Although the Bulls had a lot of talented snipers, Badger never gave a thought to giving the pill to one of the leprechauns who make their living in 3-point land. The Bulls would be forcing the ball down low, into the A train’s huge hands. When Artis got the ball he appeared to shove Bill Walton, Bobby Gross and Maurice (the thug) Lucas out of the way, as if they were annoying flies, with his right arm. He took a couple few steps, (maybe one to many), and slammed the ball through the hole. An explosion occurred simultaneously in the Stadium that could only be compared to Mt. St. Helens erupting. After the final buzzer, as the players headed to the locker room, Bill Walton ripped his jersey off and threw it into the crowd. He has been quoted as saying it was the greatest game he ever played in. There was not an ounce of energy left in the players or the fans.
In the Old Testament book of Isaiah the voice of the Lord was heard saying, "Whom shall I send? And who will go for us?" When it came to taking the gospel down low, into dangerous areas that most will not go, Henry Murphy responded, "Here am I. Send me!" At his going home service one of Henry’s nephews spoke briefly, with emotion that belied his street toughness. He was known to get in a little trouble.

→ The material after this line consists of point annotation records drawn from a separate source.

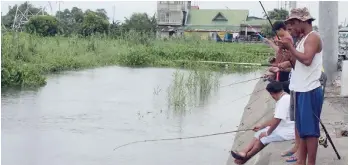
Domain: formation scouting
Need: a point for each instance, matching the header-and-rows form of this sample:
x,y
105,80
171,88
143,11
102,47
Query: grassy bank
x,y
27,58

He told how many times just about when he was going to do something he shouldn’t ought to, His cell phone would ring. "Damn. It’s Uncle Henry." He said he would ignore it, but within seconds Uncle Henry's name would once again be flashing on his phone. You see, Henry cared very deeply for people who lived down low, in the paint, where life was much tougher than on a basketball court.
Hopefully Henry’s nephew will be calling his nephew someday. As the song goes, "The seeds that were sown yesterday, now flower in the land." One of Henry’s favorite messages was entitled, "Can anything good, come from the hood." It was actually a play on words from John 1:46 where Nathaniel asks Phillip, "Nazareth! Can anything good come from there?" As we approach Easter Sunday we of the Christian faith can answer that question, and Henry’s, with a resounding "Yes!"
So Hawk fans, can anything good come from the 2018/19 Blackhawk season? As Phillip told Nathaniel, "Come and see."